What you choose is going to come down to:

1) Your budget
2) What you need to be compliant with (eg, HIPPA)
3) How your team needs to use the files

Given all of that, you may need to adjust your list of requirements.

I'm not sure what you mean by "should become a junk file if shared elsewhere". I'm going to guess that means if the file goes outside of your allowed zone it encrypts/self-destructs in some way.
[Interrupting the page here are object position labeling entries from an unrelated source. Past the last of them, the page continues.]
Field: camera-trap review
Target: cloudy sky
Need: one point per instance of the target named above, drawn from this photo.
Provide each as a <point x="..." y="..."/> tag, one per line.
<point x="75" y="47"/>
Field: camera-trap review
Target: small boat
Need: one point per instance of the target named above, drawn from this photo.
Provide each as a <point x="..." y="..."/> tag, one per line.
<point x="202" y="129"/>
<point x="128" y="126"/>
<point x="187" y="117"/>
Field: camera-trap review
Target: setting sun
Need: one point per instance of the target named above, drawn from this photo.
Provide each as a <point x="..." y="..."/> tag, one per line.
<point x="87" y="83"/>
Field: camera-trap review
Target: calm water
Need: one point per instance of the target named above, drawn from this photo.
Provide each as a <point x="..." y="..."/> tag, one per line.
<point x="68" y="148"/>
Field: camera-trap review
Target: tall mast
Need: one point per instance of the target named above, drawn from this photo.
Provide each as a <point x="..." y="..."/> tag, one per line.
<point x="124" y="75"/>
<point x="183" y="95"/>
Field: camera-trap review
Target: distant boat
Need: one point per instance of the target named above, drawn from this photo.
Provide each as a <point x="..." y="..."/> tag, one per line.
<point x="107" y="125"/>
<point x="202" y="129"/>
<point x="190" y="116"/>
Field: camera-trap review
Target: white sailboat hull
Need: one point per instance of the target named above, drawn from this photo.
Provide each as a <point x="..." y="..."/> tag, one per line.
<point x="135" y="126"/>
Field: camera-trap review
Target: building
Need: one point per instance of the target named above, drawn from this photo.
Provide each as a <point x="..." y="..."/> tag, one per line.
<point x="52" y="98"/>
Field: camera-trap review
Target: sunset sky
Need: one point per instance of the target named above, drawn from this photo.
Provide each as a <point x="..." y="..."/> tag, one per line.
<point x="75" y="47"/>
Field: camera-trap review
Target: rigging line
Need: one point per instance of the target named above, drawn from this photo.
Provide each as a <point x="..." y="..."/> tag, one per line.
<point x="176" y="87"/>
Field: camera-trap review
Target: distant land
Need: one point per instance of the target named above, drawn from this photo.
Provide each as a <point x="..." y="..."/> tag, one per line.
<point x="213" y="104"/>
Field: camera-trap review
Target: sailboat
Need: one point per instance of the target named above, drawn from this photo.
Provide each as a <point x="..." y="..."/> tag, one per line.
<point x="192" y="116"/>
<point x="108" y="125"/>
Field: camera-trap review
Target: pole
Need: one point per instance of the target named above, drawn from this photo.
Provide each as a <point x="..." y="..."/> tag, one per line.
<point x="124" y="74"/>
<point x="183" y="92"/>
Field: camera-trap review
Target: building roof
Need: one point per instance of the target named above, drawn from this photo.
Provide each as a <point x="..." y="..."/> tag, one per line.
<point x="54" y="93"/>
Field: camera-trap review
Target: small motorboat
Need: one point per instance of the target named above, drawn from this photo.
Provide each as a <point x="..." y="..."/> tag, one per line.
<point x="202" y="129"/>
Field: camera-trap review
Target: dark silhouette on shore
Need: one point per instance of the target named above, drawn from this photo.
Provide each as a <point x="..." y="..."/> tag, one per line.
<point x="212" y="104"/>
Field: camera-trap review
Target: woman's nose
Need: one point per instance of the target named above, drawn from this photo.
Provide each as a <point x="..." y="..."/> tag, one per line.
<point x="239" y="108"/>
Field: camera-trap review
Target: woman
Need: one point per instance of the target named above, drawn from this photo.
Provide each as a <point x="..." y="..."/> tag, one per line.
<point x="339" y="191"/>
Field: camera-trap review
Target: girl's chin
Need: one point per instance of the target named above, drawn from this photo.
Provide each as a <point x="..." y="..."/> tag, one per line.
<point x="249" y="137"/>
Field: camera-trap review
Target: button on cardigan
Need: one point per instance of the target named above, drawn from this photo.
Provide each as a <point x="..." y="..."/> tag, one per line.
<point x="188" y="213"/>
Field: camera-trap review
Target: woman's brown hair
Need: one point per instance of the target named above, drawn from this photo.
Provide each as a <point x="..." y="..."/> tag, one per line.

I'm not aware of any off-the-shelf solution that will do this for you, which means you'd need an existing solution customized or a custom built solution (read: $$$)

Let me see if I've got all your requirements straight:

1) Control access to the file server
2) Control access to the files within the server based on the user's roles & permissions
3) Control this access at the file level in some cases
4) Prevent sharing documents outside of the group.
5) Limit admin privs to a few, select individuals
6) Revision control/audit trails so you can see who did what to the document when
7) local document access on the machine
8) Syncing of files between laptop/server so everyone has the most up to date copies, and of course so backups exist

These are pretty straightforward requirements. Here are some more considerations for you to think about:

1) A determined employee can steal your data. Copy it to USB, attach it in an email, FTP it, I could go on. While steps should always be taken to protect data vigilance is still required. When considering any product consider how it could potentially fail or be misused. Not allowing local copies of files is one way to mitigate this risk, but in many cases it's just not practical.

2) If you use a local file server (one you set up and administer yourself) you will need to consider how you will "harden" it to external threats. Setting up the server and protecting the data on it from your employees will not protect the data on it from people you don't even know.

3) Do your employees need to be able to access this data from outside your office? If so, you will need to again consider #2. That adds another layer of complexity.

4) Do external parties (like clients) need access to this data? If so, you will need to again consider #2.

5) Do you need local file encryption for data at rest? Are your harddrives already encrypted? Because if a laptop gets lost/stolen it's very easy to simply remove the drive, mount it to another machine and rumage around.

There are MANY options for you. You're not the first business to have all these concerns. But which option will SUIT you depends on your actual needs, how your employees work on the data and what your budget is.
 
Solution
Encrypting the file will work, but you need a pretty complex setup to do what you want. We use CheckPoint for encryption, both media and hard-drives. Using a central server with logon info, if a user it logged on and authenticated, they can open their encrypted media files. If they are not, the encryption software prompts them for a username and password.

You need a good encryption tool, just setting up windows security won't do you much good, and can be gotten around in 3 minutes or less by almost anyone who knows how Windows works.

Check with some encryption tool providers, you'll need a consultant or at least some training to set this up.